その答えは虚勢ではなく、強がりでもなく、だからこそ何処までも真実味があって。
だからこそ幽香は、阿求の話を聞いた後よりも深く、鋭く、笑みを浮かべた。
………最初は、本当に脅しだけだった。
自分の事を書きたい、と言ってきたから、これくらいしてやれば恐怖をリアルに書けるだろうと、少しの気紛れでやった脅し。
正直に言えば、あの自分の力を封じている奇特な妖怪が割り込んでこなければ、寸止めで止めて、質問に答えていた。
まぁ、妖怪がするりと割り込んで来た時点で寸止めは止めたのだが。
………それは兎も角、先程言った「楽しませてくれないかしら」と言う台詞は、間違いなく冗談だったのだ。
そもそも、幻想郷でも指折りの実力者である筈の自分にそう言われて頷くのは、余程の戦闘狂か馬鹿くらいだろう。

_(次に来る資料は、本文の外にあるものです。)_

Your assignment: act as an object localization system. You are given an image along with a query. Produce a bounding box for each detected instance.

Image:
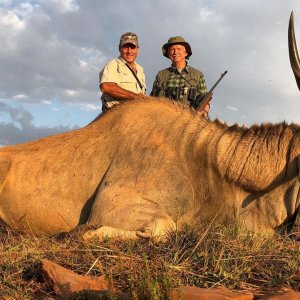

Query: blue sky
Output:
[0,0,300,145]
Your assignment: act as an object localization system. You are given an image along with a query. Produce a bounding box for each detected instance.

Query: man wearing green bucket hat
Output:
[150,36,209,116]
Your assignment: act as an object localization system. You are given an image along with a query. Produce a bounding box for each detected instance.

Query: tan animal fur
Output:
[0,98,300,239]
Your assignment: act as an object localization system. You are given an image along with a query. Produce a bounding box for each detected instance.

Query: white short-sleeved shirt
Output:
[99,57,146,103]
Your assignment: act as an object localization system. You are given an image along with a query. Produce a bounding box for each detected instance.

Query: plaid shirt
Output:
[167,66,207,95]
[150,65,207,105]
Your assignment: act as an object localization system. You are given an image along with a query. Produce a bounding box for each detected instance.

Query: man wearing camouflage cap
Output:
[150,36,209,116]
[99,32,146,112]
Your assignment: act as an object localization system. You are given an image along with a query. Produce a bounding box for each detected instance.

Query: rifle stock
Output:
[196,71,227,111]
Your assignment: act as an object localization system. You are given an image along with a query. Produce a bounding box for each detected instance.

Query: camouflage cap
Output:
[162,36,192,59]
[119,32,139,47]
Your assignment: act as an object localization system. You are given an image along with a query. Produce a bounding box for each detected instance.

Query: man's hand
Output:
[100,82,144,100]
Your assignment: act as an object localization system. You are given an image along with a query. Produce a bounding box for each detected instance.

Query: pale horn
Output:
[288,12,300,90]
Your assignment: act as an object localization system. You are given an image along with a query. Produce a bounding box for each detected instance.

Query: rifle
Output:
[192,71,227,111]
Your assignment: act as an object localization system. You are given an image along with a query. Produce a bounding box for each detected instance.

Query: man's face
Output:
[120,44,139,64]
[168,45,187,63]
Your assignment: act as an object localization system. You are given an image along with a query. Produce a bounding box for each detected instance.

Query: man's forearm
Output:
[100,82,139,100]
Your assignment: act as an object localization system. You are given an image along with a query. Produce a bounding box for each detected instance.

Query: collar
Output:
[171,62,189,73]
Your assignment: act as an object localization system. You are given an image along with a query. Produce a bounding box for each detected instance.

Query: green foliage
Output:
[0,220,300,300]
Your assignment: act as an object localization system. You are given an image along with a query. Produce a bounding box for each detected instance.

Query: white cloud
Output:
[13,94,28,100]
[41,99,52,105]
[41,0,79,13]
[79,103,101,112]
[0,9,25,30]
[227,105,238,111]
[65,90,79,97]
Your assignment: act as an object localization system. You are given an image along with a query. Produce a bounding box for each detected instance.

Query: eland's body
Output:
[0,98,300,237]
[0,12,300,238]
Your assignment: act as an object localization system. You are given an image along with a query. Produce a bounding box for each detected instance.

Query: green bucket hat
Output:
[162,36,192,59]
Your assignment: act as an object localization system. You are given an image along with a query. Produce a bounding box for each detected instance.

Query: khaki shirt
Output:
[99,57,146,107]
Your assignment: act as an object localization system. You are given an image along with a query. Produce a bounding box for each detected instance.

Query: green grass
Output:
[0,222,300,299]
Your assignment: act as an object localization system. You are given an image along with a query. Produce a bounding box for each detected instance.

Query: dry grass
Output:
[0,222,300,299]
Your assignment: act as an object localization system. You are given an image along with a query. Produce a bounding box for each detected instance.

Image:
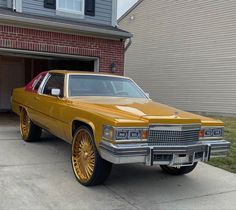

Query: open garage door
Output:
[0,51,99,112]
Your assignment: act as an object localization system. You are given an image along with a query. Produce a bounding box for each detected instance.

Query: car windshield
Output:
[68,75,146,98]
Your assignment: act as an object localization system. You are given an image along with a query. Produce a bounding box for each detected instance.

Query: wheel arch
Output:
[71,118,96,139]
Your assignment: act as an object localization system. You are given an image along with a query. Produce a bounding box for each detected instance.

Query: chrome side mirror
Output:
[51,88,61,97]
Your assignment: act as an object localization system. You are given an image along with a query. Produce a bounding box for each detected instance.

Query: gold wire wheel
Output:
[72,128,95,183]
[20,110,30,139]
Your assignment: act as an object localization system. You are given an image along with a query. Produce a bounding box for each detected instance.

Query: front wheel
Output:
[71,126,112,186]
[160,163,197,175]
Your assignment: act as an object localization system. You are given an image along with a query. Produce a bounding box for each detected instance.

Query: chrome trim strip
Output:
[99,140,230,166]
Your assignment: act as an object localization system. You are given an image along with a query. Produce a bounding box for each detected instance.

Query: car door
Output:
[32,73,66,139]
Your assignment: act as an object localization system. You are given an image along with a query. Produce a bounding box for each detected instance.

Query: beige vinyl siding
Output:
[119,0,236,114]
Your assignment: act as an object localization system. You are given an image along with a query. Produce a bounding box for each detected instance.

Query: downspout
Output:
[125,38,132,52]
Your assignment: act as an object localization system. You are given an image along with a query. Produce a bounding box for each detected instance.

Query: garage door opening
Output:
[0,53,99,112]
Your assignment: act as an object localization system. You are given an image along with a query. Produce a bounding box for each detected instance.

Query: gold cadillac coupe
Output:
[12,70,229,186]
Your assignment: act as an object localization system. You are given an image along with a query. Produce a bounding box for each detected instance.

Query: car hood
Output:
[68,97,223,126]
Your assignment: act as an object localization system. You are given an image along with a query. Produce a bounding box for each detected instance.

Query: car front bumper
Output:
[100,140,230,166]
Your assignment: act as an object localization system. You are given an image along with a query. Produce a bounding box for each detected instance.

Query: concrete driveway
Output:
[0,115,236,209]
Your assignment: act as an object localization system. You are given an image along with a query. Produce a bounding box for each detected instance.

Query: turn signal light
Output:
[198,130,205,138]
[140,130,148,140]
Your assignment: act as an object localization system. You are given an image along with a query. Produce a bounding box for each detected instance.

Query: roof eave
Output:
[0,14,132,39]
[117,0,143,23]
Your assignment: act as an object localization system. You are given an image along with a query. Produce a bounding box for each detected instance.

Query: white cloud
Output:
[117,0,137,18]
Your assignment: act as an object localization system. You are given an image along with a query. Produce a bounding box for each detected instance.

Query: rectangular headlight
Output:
[199,127,224,139]
[103,126,148,141]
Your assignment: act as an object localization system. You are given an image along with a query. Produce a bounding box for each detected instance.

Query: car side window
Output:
[33,75,44,91]
[43,74,65,97]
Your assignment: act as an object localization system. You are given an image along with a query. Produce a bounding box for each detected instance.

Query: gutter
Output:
[0,14,132,40]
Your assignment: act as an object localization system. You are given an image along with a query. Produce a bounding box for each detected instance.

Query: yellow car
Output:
[12,70,230,186]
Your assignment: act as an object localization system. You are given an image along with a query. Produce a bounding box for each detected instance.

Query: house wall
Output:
[0,0,7,7]
[0,25,124,75]
[119,0,236,114]
[22,0,112,25]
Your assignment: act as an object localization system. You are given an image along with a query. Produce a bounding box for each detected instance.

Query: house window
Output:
[56,0,85,15]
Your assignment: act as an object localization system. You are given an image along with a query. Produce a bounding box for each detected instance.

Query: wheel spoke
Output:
[72,129,95,182]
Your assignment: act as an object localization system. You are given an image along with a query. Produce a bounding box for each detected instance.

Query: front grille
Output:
[148,125,200,145]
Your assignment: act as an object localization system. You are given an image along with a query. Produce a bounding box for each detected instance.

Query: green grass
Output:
[209,117,236,173]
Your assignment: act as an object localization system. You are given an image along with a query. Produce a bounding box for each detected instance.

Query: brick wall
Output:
[0,25,124,75]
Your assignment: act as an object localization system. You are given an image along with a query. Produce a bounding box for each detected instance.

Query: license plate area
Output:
[171,154,193,165]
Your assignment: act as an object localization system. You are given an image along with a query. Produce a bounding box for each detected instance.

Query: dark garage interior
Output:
[0,54,96,112]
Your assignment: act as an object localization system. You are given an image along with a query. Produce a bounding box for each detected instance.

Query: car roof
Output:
[48,70,128,78]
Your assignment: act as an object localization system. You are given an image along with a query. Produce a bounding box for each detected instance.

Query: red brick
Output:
[0,25,124,75]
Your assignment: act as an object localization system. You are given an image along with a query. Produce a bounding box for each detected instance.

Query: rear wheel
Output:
[20,109,42,142]
[71,126,112,186]
[160,163,197,175]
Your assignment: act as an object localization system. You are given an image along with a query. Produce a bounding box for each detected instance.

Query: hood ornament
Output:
[174,111,179,118]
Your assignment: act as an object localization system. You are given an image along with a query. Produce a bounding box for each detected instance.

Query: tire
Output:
[160,163,197,175]
[71,126,112,186]
[20,109,42,142]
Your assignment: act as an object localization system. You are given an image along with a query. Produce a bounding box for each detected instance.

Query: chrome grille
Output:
[148,125,200,145]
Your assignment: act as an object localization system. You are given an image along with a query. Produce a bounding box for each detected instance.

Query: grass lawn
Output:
[209,117,236,173]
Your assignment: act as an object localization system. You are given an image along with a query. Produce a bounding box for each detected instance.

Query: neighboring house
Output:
[119,0,236,114]
[0,0,131,111]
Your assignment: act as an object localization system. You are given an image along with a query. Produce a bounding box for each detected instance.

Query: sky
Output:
[117,0,137,18]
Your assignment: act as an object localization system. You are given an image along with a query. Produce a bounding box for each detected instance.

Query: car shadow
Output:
[37,132,198,190]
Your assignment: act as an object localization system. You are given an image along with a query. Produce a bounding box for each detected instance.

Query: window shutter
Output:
[85,0,95,16]
[44,0,56,9]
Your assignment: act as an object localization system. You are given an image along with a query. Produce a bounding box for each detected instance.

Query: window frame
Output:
[64,73,150,100]
[38,73,66,98]
[56,0,85,16]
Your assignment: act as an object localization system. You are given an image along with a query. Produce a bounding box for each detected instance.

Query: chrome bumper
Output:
[100,140,230,166]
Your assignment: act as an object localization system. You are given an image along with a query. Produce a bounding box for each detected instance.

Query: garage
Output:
[0,50,99,112]
[0,8,132,112]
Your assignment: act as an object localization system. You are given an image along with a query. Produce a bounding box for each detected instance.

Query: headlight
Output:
[199,127,224,139]
[103,126,148,141]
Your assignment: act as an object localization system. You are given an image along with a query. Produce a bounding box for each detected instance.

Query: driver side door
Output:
[35,73,65,139]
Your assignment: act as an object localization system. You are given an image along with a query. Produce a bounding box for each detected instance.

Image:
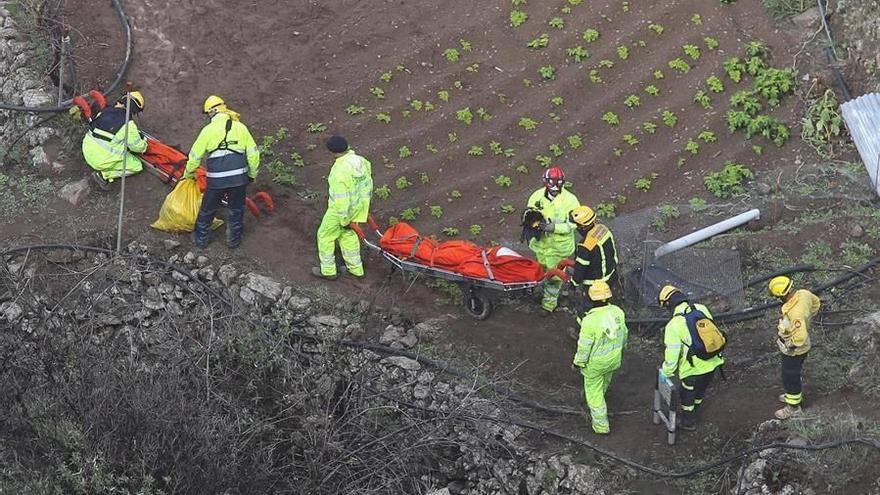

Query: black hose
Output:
[0,244,880,479]
[0,0,134,113]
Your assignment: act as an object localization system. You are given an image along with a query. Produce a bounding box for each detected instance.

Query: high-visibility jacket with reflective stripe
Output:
[327,150,373,227]
[571,224,617,285]
[663,302,724,379]
[82,107,147,171]
[776,289,822,356]
[526,187,581,262]
[573,304,628,371]
[186,113,260,189]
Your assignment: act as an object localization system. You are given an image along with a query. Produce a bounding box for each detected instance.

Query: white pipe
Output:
[654,208,761,258]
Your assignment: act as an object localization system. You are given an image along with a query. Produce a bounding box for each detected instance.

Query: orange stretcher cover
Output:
[379,222,544,283]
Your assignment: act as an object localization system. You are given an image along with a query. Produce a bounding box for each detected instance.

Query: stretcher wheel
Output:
[464,289,492,320]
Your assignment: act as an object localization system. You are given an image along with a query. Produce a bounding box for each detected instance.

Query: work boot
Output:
[91,171,112,192]
[773,404,801,420]
[678,413,697,431]
[312,266,338,280]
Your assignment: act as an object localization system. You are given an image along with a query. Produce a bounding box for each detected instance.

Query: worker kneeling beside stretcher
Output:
[183,95,260,248]
[312,136,373,280]
[572,280,627,434]
[82,91,147,190]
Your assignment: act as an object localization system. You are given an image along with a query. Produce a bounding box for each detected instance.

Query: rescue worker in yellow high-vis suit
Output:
[572,280,628,435]
[658,285,724,430]
[312,136,373,280]
[526,167,580,315]
[183,95,260,249]
[569,206,620,312]
[768,276,822,419]
[82,91,147,191]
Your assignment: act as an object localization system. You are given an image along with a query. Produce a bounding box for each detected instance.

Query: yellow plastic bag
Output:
[150,179,223,232]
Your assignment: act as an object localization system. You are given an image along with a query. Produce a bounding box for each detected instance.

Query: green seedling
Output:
[394,175,412,189]
[565,45,590,62]
[306,122,327,134]
[345,103,366,115]
[526,33,550,50]
[623,95,642,108]
[373,184,391,200]
[519,117,538,131]
[706,76,724,93]
[602,112,620,126]
[455,107,474,125]
[668,58,691,74]
[694,89,712,110]
[495,175,513,187]
[538,65,556,81]
[510,10,529,28]
[681,44,700,60]
[581,28,599,43]
[697,130,718,144]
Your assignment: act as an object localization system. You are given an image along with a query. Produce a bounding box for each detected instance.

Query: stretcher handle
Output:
[541,268,571,282]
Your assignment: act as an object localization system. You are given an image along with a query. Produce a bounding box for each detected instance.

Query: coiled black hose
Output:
[0,0,134,113]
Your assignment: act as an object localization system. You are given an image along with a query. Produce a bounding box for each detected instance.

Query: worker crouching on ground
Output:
[572,280,627,435]
[569,206,622,314]
[658,285,725,430]
[526,167,580,315]
[312,136,373,280]
[82,91,147,191]
[768,277,821,419]
[183,95,260,249]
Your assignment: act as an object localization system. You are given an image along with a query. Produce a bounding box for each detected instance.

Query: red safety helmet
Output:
[544,167,565,193]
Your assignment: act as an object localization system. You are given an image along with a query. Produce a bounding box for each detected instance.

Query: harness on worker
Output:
[208,118,244,156]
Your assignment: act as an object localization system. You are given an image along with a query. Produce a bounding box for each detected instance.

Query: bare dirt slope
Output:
[3,0,876,488]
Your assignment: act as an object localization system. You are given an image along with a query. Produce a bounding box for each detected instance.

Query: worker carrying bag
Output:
[681,304,727,365]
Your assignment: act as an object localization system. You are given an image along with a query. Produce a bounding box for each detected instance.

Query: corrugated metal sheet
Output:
[840,93,880,196]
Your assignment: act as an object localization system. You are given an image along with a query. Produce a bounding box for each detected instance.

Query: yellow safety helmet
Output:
[657,285,681,307]
[568,206,596,227]
[767,276,791,297]
[116,91,144,113]
[202,95,226,113]
[587,280,611,301]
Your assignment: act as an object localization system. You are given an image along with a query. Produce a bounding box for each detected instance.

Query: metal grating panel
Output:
[840,93,880,196]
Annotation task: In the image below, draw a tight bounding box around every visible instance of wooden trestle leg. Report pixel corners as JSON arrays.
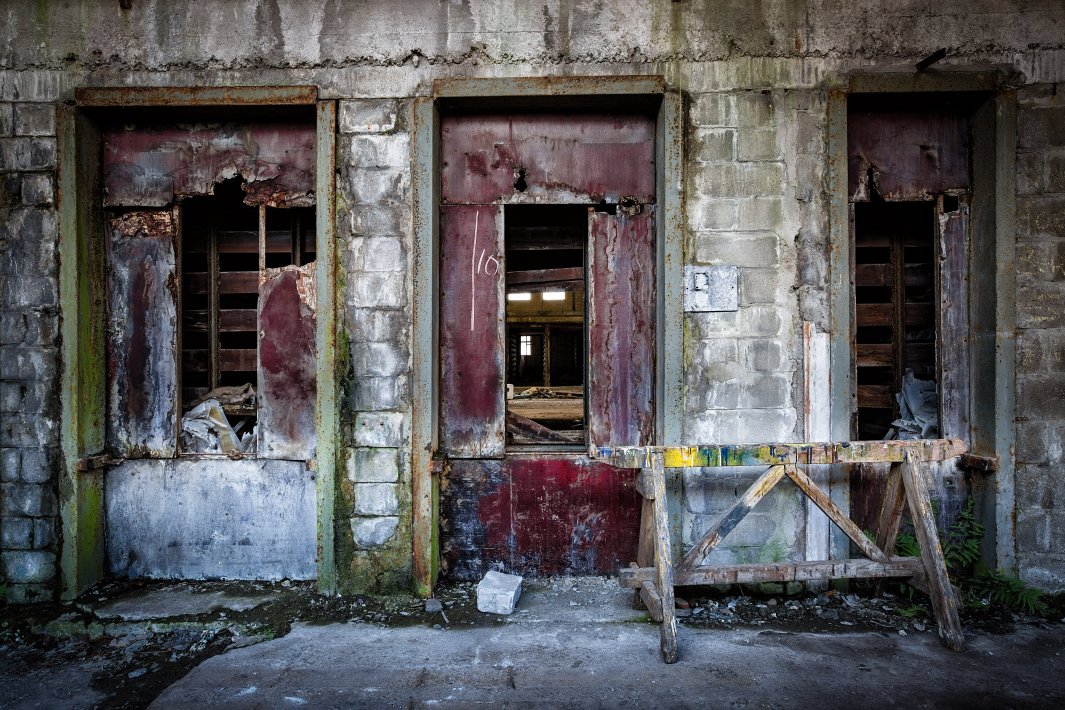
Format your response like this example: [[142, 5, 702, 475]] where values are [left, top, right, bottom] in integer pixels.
[[902, 451, 965, 650], [651, 451, 678, 663]]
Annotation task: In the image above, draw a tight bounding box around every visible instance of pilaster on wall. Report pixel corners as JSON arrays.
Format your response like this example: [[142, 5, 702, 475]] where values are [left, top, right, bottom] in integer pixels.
[[1016, 84, 1065, 591], [0, 97, 61, 602]]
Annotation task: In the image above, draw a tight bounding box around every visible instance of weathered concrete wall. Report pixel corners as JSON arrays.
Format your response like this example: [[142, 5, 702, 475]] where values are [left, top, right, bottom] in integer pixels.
[[1016, 84, 1065, 591], [104, 459, 317, 580], [0, 0, 1065, 599]]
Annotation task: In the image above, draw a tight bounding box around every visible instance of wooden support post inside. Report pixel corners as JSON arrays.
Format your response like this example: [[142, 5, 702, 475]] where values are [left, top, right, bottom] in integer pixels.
[[902, 451, 965, 650], [651, 451, 678, 663]]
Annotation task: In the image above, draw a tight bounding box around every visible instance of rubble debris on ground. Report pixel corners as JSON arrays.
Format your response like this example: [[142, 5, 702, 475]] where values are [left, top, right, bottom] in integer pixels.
[[477, 571, 522, 616]]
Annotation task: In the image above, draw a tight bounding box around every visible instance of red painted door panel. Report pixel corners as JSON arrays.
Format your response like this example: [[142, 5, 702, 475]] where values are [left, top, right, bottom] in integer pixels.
[[588, 205, 655, 447], [440, 205, 506, 459]]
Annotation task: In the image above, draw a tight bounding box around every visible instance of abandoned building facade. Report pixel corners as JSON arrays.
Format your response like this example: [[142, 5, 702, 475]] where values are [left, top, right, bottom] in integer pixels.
[[0, 0, 1065, 602]]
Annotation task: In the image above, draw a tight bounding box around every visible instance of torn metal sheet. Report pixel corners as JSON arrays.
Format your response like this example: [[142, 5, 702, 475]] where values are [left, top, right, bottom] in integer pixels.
[[103, 123, 315, 208], [442, 456, 641, 579], [588, 205, 655, 447], [107, 211, 178, 458], [847, 112, 969, 202], [441, 114, 655, 204], [440, 207, 506, 458], [258, 262, 317, 461]]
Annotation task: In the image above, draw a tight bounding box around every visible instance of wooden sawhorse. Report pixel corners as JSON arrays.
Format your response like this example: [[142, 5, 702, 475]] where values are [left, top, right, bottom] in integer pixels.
[[595, 439, 966, 663]]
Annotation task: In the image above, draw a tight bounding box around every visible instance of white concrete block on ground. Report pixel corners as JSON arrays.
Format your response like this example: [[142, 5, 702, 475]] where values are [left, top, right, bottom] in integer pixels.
[[477, 572, 522, 614]]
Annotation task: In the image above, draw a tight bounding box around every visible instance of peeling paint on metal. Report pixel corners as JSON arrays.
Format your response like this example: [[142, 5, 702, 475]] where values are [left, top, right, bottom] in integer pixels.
[[108, 211, 178, 458], [103, 123, 315, 208]]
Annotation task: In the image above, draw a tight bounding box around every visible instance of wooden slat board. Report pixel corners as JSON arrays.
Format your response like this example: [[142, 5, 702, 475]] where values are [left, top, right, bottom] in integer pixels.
[[588, 205, 655, 447], [440, 114, 655, 204], [257, 262, 317, 461], [107, 210, 178, 458], [440, 205, 506, 459], [593, 439, 968, 468]]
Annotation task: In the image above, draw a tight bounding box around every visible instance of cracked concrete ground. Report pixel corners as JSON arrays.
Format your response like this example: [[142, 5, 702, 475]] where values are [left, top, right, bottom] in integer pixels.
[[0, 578, 1065, 708]]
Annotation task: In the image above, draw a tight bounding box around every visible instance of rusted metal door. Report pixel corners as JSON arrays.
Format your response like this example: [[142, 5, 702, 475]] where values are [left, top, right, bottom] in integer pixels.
[[588, 204, 655, 447], [440, 205, 506, 459], [107, 210, 178, 458], [438, 109, 655, 579]]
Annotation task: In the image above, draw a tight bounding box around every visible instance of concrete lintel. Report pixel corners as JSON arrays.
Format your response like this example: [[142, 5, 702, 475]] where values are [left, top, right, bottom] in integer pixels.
[[75, 86, 318, 108], [432, 75, 666, 98]]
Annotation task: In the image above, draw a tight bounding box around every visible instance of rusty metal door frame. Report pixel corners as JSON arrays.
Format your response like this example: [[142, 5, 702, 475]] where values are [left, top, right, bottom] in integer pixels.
[[56, 86, 339, 599], [411, 76, 684, 596], [826, 70, 1017, 571]]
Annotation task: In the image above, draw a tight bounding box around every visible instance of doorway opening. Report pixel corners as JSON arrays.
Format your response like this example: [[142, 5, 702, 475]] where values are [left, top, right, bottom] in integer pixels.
[[504, 204, 589, 446]]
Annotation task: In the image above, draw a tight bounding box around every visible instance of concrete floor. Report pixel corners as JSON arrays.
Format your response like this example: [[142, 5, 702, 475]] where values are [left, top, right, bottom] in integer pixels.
[[152, 587, 1065, 708]]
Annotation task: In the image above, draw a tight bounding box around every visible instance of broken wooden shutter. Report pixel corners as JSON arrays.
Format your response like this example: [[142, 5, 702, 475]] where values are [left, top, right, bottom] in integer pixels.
[[440, 205, 506, 459], [257, 262, 317, 461], [587, 204, 656, 447], [107, 210, 178, 458]]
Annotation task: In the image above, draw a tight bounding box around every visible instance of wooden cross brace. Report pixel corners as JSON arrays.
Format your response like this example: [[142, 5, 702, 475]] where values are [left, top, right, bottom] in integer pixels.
[[604, 446, 965, 663]]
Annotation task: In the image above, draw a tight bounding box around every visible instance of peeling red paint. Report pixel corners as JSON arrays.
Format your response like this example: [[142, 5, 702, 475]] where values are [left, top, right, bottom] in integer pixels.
[[441, 114, 655, 204], [443, 456, 641, 579], [103, 123, 315, 207], [258, 262, 317, 461]]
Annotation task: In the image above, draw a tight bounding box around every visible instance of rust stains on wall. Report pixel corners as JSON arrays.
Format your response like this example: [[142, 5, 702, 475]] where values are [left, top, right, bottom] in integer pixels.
[[103, 123, 315, 207], [441, 114, 655, 204], [108, 210, 178, 457]]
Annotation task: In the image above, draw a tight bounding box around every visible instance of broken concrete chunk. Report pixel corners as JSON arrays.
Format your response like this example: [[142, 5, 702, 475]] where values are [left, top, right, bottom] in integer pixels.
[[477, 572, 522, 614]]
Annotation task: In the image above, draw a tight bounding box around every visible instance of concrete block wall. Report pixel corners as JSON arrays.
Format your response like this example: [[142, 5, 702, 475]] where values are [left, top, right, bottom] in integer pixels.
[[1015, 84, 1065, 591], [682, 89, 805, 563], [0, 93, 60, 602], [337, 98, 413, 591]]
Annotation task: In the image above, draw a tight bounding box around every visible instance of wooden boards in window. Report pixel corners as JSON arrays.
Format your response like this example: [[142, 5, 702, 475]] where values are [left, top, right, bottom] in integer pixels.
[[257, 262, 317, 461], [440, 205, 506, 459], [587, 204, 656, 447], [107, 210, 178, 458]]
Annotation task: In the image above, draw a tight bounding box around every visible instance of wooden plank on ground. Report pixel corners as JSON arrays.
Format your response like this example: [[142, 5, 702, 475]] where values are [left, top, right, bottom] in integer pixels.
[[902, 455, 965, 650], [677, 466, 784, 569]]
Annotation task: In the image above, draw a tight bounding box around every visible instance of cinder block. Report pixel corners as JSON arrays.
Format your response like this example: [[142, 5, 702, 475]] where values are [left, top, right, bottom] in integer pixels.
[[340, 133, 410, 168], [477, 572, 522, 615], [736, 128, 782, 161], [0, 136, 55, 172], [351, 517, 399, 549], [15, 103, 55, 135], [351, 343, 408, 377], [691, 128, 736, 163], [354, 483, 399, 515], [348, 271, 407, 308], [362, 236, 407, 271], [0, 101, 15, 137], [695, 232, 780, 268], [694, 162, 784, 197], [0, 550, 55, 584], [0, 448, 22, 483], [355, 412, 404, 448], [347, 448, 399, 483], [22, 172, 55, 204], [2, 483, 55, 517], [690, 94, 737, 128], [743, 339, 787, 373], [0, 517, 33, 549], [337, 99, 399, 133]]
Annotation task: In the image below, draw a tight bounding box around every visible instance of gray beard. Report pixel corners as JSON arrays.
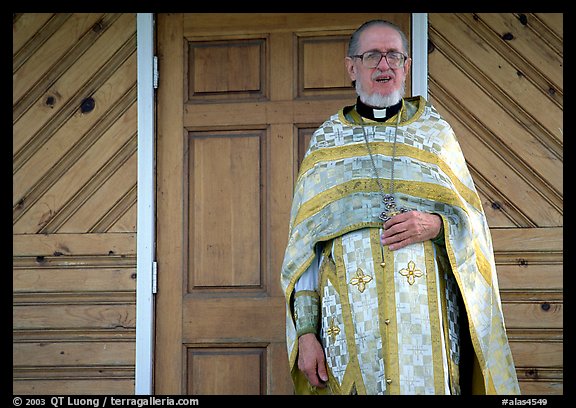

それ以外の弱い相手は絶対に頷かないし、例え自分以上の実力の持ち主でも、リスクが高いので受ける筈がない。
それを、目の前の妖怪は受ける、と言ってきた。
実力が分からない程馬鹿な訳でも、戦闘狂な訳でもなく、だからと言って死にたがりな訳でもなく、「仕事だから」と、本当に、ただそれだけの理由で。
その理由は、あまりにもくだらなくて、あまりにも馬鹿馬鹿しくて。
そしてあまりにも、愉快だった。
幽香は、思う。
目の前の妖怪は、ある意味において、これまで自分が戦ってきた相手の中で、最も強敵なのだ、と。
だからこそ、彼女は、
「ふふふ………えぇ、良いわ。さぁ、私を満足させてね?」
そう言って両手を広げ、自身に出来る精一杯の好戦的な笑みを、ライラに向かって浮かべて見せた。